Hi i am 25 year old Man, I have lived with depression for most of my life, i am quite sensitive to what people say to me and take it to heart, when people around me are down i always feel its because of something that i have done wrong to them.I have often compensated this feeling by being extra nice to people and always avoiding confrontation but this backfired as people often thought of me as weak and submissive and would treat me with less respect. This has also affected my relationships with women, I have come across as boring and with no personality as i am always hiding the real me and protecting it from getting hurt.I have very little trust in people, I am generally ok when i first meet someone but i am full aware that people change as they get to know you, and when they finally pick-up on your weaknesses thaey treat you differently, this has happened so many times which is why i tend to keep people at arms lengh.
This has made me into a very lonely person, if i had a wife and kids i probably wouldnt feel like this.Ive often thought about taking my own life but the only thing that stops me, is leaving my parents and family to pick up the pieces.I would rather just dissapear and never be found.i am taking eachday as it comes, reading experiences from other people makes me realise that i am not alone and there there is hope, i will try and let people into my world as its better than closing myself off and if i get hurt i will have to take it like a man.
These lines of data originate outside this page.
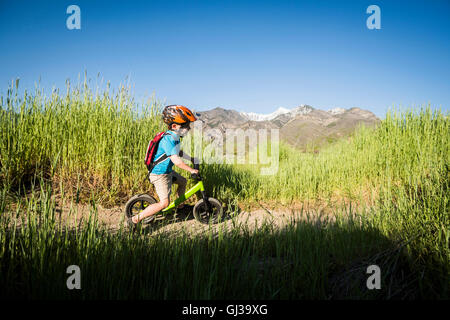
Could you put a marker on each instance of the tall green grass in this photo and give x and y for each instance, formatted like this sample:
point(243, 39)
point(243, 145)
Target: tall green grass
point(90, 141)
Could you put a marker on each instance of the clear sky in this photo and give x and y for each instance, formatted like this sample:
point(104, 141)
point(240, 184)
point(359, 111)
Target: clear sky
point(252, 56)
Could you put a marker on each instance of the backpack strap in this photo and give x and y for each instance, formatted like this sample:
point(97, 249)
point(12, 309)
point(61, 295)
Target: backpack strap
point(160, 159)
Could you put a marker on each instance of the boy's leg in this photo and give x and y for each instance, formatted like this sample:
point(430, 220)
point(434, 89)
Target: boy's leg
point(163, 185)
point(181, 182)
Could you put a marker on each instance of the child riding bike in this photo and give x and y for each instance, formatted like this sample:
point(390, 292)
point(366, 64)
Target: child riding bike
point(178, 119)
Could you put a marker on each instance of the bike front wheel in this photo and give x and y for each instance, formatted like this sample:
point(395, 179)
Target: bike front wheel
point(214, 215)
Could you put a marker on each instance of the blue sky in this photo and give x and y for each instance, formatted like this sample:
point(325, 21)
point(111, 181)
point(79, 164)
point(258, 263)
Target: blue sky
point(252, 56)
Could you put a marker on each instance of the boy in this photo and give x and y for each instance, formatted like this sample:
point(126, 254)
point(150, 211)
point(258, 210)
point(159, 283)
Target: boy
point(178, 119)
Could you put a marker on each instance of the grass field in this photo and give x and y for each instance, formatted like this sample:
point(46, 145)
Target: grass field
point(86, 147)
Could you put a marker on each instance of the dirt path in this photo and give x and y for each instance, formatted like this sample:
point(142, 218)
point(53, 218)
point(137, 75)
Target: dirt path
point(183, 221)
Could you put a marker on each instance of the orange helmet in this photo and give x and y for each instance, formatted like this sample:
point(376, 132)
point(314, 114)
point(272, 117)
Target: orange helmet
point(177, 114)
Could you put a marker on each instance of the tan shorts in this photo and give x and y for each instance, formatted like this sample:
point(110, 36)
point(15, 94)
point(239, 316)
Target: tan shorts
point(163, 183)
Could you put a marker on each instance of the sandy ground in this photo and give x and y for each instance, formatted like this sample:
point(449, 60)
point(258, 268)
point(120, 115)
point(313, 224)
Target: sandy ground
point(182, 220)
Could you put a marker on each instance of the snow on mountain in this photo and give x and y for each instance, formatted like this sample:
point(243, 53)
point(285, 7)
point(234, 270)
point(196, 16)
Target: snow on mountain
point(303, 109)
point(262, 117)
point(336, 110)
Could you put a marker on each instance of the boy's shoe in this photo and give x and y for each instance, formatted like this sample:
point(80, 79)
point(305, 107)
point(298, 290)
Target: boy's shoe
point(149, 219)
point(131, 225)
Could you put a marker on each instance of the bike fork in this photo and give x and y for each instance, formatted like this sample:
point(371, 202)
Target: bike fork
point(206, 201)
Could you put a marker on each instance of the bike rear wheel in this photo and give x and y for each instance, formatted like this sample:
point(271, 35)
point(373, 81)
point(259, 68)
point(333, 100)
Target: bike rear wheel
point(137, 204)
point(214, 215)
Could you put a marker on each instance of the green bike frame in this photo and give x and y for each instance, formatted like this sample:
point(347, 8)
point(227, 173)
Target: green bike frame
point(198, 187)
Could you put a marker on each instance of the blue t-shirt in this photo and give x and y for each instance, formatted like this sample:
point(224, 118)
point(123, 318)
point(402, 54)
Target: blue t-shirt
point(169, 145)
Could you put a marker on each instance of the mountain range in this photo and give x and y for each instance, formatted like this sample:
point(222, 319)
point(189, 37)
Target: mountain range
point(299, 126)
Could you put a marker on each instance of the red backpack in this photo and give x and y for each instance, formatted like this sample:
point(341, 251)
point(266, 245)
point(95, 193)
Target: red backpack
point(151, 151)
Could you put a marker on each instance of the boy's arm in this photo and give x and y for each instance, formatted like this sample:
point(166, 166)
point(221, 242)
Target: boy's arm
point(184, 155)
point(180, 164)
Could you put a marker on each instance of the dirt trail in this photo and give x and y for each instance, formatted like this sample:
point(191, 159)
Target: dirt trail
point(183, 221)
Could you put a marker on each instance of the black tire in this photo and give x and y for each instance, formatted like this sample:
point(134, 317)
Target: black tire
point(201, 214)
point(137, 204)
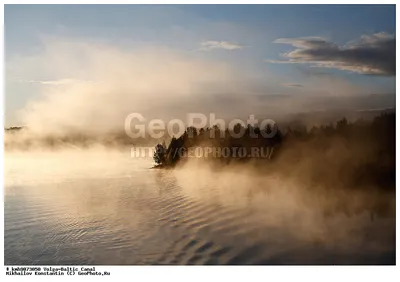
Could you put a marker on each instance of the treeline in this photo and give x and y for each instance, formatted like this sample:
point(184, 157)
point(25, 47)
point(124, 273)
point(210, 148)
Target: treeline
point(350, 154)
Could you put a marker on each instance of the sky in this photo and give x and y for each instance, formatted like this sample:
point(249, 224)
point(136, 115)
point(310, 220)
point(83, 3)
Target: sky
point(69, 64)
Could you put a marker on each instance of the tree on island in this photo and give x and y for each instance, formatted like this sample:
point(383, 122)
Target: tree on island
point(160, 154)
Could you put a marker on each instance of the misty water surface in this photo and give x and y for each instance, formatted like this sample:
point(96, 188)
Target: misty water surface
point(103, 207)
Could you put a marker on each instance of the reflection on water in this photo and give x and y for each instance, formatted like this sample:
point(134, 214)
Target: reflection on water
point(106, 208)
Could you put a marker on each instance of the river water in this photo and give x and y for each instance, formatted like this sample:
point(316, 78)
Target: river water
point(104, 207)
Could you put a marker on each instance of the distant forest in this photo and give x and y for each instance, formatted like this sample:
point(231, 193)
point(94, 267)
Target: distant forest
point(346, 154)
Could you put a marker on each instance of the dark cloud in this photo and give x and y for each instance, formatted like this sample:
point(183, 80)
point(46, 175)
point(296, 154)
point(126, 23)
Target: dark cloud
point(371, 54)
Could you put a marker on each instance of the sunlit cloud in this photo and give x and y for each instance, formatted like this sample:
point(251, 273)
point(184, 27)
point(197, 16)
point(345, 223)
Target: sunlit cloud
point(224, 45)
point(370, 54)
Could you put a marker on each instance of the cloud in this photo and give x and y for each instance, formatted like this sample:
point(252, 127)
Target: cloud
point(293, 85)
point(371, 54)
point(63, 81)
point(224, 45)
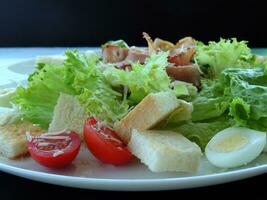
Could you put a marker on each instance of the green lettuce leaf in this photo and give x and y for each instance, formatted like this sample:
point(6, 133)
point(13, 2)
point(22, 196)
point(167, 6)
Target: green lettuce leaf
point(217, 56)
point(142, 79)
point(78, 76)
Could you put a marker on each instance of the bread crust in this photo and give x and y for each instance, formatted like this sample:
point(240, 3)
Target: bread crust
point(149, 112)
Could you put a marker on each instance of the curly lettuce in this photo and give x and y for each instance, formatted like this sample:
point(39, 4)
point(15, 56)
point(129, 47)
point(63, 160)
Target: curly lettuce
point(217, 56)
point(142, 79)
point(77, 76)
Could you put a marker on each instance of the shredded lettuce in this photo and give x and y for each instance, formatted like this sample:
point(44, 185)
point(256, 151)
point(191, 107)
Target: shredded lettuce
point(217, 56)
point(142, 79)
point(77, 76)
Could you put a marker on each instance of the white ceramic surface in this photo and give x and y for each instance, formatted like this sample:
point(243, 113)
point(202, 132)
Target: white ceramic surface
point(86, 172)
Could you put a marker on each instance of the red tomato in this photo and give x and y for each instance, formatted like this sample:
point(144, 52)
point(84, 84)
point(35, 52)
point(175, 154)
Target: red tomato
point(104, 143)
point(54, 150)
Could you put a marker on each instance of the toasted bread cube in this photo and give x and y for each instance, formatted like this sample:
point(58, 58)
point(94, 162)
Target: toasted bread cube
point(150, 111)
point(13, 141)
point(165, 151)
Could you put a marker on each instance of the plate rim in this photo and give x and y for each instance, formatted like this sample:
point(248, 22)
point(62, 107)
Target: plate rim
point(156, 184)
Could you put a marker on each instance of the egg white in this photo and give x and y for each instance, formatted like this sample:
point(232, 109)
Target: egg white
point(235, 146)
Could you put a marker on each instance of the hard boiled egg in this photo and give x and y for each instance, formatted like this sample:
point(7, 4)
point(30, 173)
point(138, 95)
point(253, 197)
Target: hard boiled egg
point(235, 146)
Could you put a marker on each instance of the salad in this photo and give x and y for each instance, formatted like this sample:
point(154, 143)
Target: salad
point(224, 83)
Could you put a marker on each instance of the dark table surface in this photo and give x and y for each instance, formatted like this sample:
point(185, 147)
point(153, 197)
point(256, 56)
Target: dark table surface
point(12, 187)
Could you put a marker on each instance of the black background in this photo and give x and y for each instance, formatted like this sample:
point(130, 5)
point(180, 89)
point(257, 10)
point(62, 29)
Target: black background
point(92, 22)
point(12, 187)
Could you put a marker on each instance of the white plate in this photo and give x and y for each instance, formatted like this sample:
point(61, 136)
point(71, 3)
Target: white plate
point(86, 172)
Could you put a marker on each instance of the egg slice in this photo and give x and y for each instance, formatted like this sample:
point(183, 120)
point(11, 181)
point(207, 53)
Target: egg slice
point(235, 146)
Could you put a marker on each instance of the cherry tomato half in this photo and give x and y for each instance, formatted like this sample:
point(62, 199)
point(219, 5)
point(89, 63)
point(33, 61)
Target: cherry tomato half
point(54, 150)
point(104, 143)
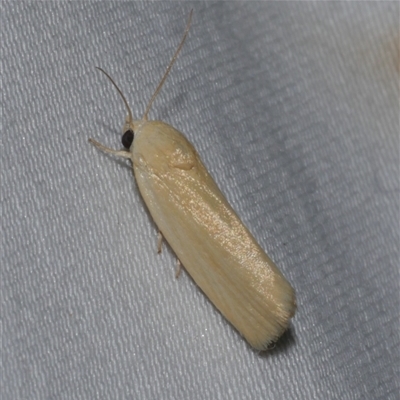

Yes...you are not alone...welcome to this site I hope it helps you. I am obviously here for - you guessed it - depression as well, aren't we all.
One thing I have started to do and it forces me to think and focus and do something for myself is write a list of "3 Positives For The Day". Depression can keep a person in bed all day (been there)...so 3 positives could be: getting out of bed, brushing teeth, eating a sandwich.....stuff most people would say "what, that's just normal"...well, no, for us it can be monumental to just do that. I am up to where I write positives such as "went to the store to buy my medication" and "went to dinner with my cousins even though I didn't feel like it"...... and eventually our list gets more positive and bigger things make up the list. I am coming off a Major Depressive Episode so I am starting off small.
Baby steps. I was once told "you can't climb Mt. Everest without climbing the bunny hill first." It was funny at the time but I saw the deeper meaning later in life.
Best of luck to you on your journey...and that is what this is a journey, a destination.